Opeens hoorden zij in de verte stemmen van lieden die schenen peerden aan te jagen: aan den omdraai van het rotsige heuvelpad verschenen mannen die een cederhouten draagkoets, op den rug van twee kleine grauwe ezels opgehangen, met luid getoep stierden; luid kletste de zweep uit kameelenleer van den menner; zij reden de twee wandelaars voorbij. De purperen gordijnen werden terzij geschoven en het hoofd eener jonkvrouw keek uit de koets: nieuwsgierig zag zij de wandelaars aan.
Zij was in dien ouderdom waarop alle jonge jodinnen beelden zijn van schoonheid: levendig schitterden haar zwarte oogen en men las erin dat zij overtuigd was van haar meesterschap over de herten; lange zwarte pinkers deden de schoonheid harer oogen nog meer uitkomen en gaven haar een zoet voorkomen van maagdelijke schuchterheid.
Hare zwarte krullende haarlokken waren met een gouden band rond haar voorhoofd gespannen en een zijden lichtrooden doek beschutte haar hoofd en viel tot op hare schouderen. Haar aangezicht was zuiver gesneden, haar mond klein en hoogrood hare lippen. Een snoer witte peerlen was rond haren hals geregen.

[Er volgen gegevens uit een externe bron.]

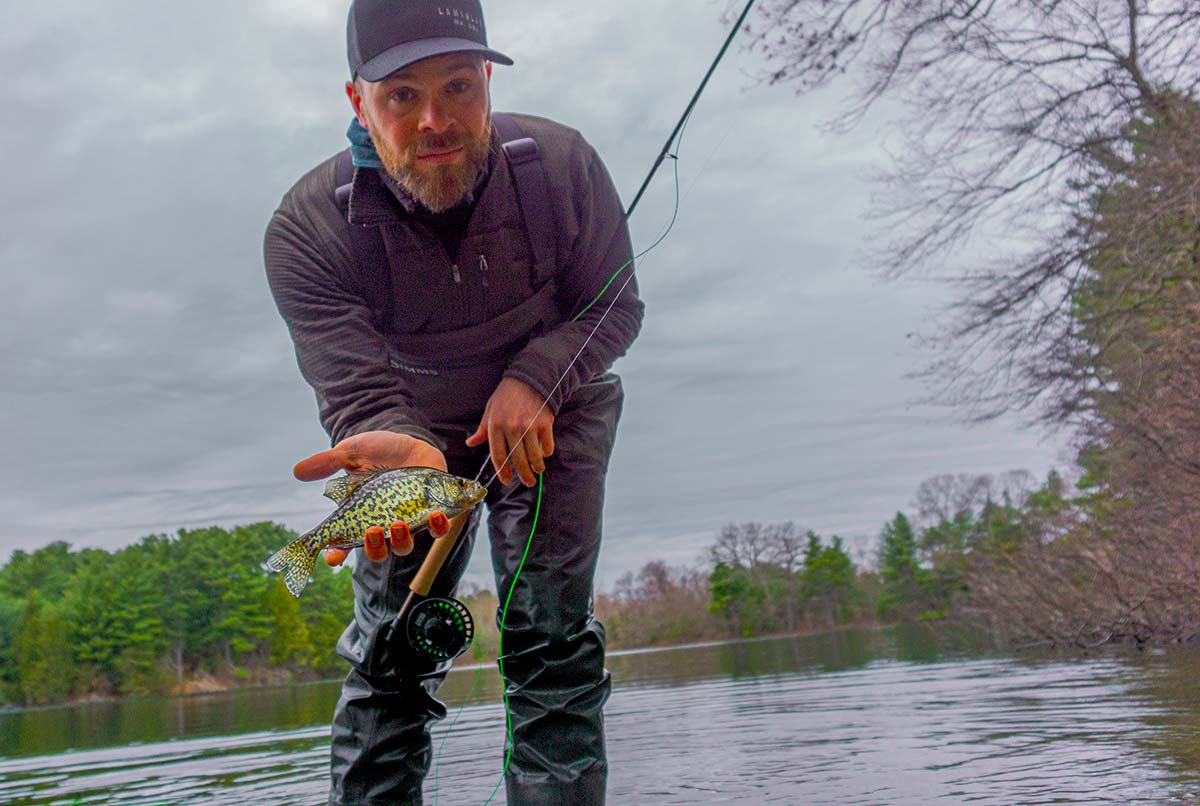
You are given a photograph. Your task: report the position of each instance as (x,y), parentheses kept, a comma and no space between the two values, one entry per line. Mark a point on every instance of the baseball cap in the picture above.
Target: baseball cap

- Salomea, zei een vrouwenstem binnen in de draagkoets, is het lang nog eer wij aan het landgoed zijn?
- Ik geloof, moeder, dat wij er dicht bij zijn. En hare stem klonk zoet als de wind die 's avonds door de sycomoren vaart.
| |
| |
Johannes had bij het zien der jonge dochter de oogen nedergeslagen; hij had in zijn hart een geweldigen schok gevoeld als van bloed dat stokte: de blik dezer vrouw miek den Nazir verlegen en ontzette hem.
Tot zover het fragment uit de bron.